1.) New York COVID-19 Quarantine Rules Unconstitutional and Illegal: Judge
“A New York Supreme Court judge this month quietly ruled that regulations mandating that people infected with or exposed to highly contagious communicable diseases be quarantined are a violation of state law, declaring them null and void.“
The Isolation and Quarantine procedures, known as Rule 2.13, were enacted in February.
Three Republican state legislators, Sen. George Borrello, assemblyman Chris Tague, and assemblyman Michael Lawler, along with Uniting NYS, filed a lawsuit against Democrat Gov. Kathy Hochul, Commissioner of Health Mary Bassett, the state’s health department, and the Public Health and Health Planning Council.
Plaintiffs argued that the Isolation and Quarantine procedures were in violation of the New York State Constitution and a violation of the separation of powers.
“It’s unconstitutional in our eyes, and anything like that should go through the legislature,” Tague told local media. “It should have an opportunity to be debated. To be able to have facts brought forth by health professionals, and leaders within our communities before we just decide to put something into law.”
2.) Judge grants temporary injunction against COVID vax mandate for airmen seeking religious exemption
A district court judge in Ohio granted a temporary injunction Thursday against the Air Force’s COVID-19 vaccine mandate for all of the branch’s members requesting a religious exemption.
U.S. District Court Judge Matthew McFarland, of the Southern District of Ohio, granted the 14-day injunction in the case of Doster v.

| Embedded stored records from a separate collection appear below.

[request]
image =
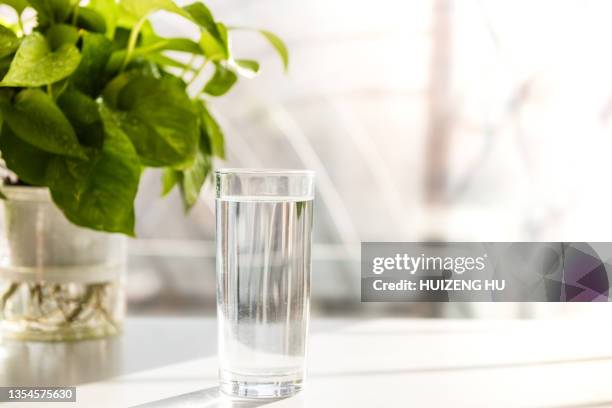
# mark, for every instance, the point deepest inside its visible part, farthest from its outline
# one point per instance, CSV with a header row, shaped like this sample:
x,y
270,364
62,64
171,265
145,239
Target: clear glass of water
x,y
264,228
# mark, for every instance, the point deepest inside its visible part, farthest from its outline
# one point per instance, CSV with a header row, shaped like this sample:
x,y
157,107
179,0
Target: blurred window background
x,y
478,120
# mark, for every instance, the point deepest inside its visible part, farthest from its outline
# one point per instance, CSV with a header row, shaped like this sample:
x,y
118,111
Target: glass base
x,y
258,386
17,331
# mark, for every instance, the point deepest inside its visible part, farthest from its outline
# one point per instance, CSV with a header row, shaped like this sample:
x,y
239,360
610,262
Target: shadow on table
x,y
209,398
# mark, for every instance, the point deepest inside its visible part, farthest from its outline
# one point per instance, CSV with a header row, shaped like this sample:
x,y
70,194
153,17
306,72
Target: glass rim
x,y
264,172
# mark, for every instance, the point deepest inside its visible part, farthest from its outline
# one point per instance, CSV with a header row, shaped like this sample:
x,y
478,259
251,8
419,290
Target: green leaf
x,y
91,20
103,192
215,47
29,163
17,5
84,116
60,34
214,38
37,120
221,82
139,9
278,45
193,179
248,68
275,41
169,179
153,49
158,117
95,193
215,138
8,42
51,11
89,77
109,10
36,65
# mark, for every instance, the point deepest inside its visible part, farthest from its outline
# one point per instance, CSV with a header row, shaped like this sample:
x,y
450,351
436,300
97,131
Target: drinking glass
x,y
264,228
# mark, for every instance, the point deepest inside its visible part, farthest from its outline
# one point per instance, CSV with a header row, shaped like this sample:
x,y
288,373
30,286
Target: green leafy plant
x,y
92,95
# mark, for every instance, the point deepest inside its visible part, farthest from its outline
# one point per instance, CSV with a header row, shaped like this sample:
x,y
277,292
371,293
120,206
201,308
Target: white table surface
x,y
171,362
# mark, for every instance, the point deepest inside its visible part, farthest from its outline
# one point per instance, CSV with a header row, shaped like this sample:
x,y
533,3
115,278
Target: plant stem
x,y
198,72
188,65
75,13
132,42
7,295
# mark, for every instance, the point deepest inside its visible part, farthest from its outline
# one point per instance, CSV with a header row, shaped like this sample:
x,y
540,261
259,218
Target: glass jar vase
x,y
58,281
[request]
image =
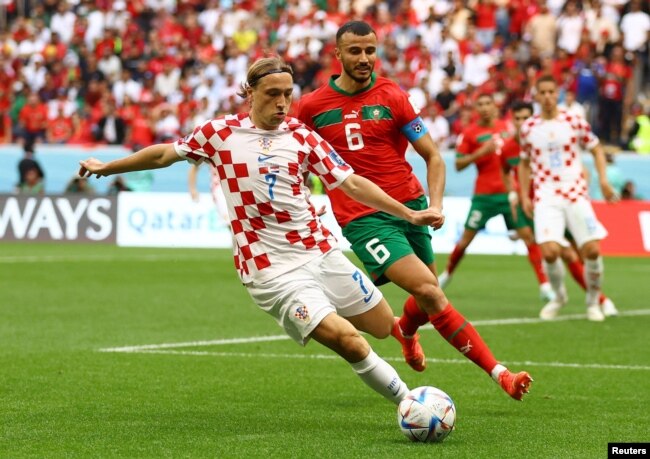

Kendall, giving the government seven days to respond and explain “why this Court should not grant a class-wide preliminary injunction,” according to the court order.
Under the injunction, which applies to the entire Air Force and Space Force, including the Air Force Reserve, no punishment, discipline, or adverse action may be taken against service members who submitted a Religious Accommodation Request for exemption from the vaccine mandate.
“This is a huge victory for many of my Air Force clients,” said R. Davis Younts, a lieutenant colonel in the Air Force Reserves and a Judge Advocate General’s Corps lawyer privately representing several military members seeking the exemptions. “Another federal judge has found that ‘The facts show Defendants have engaged in a pattern of denying religious accommodation requests.’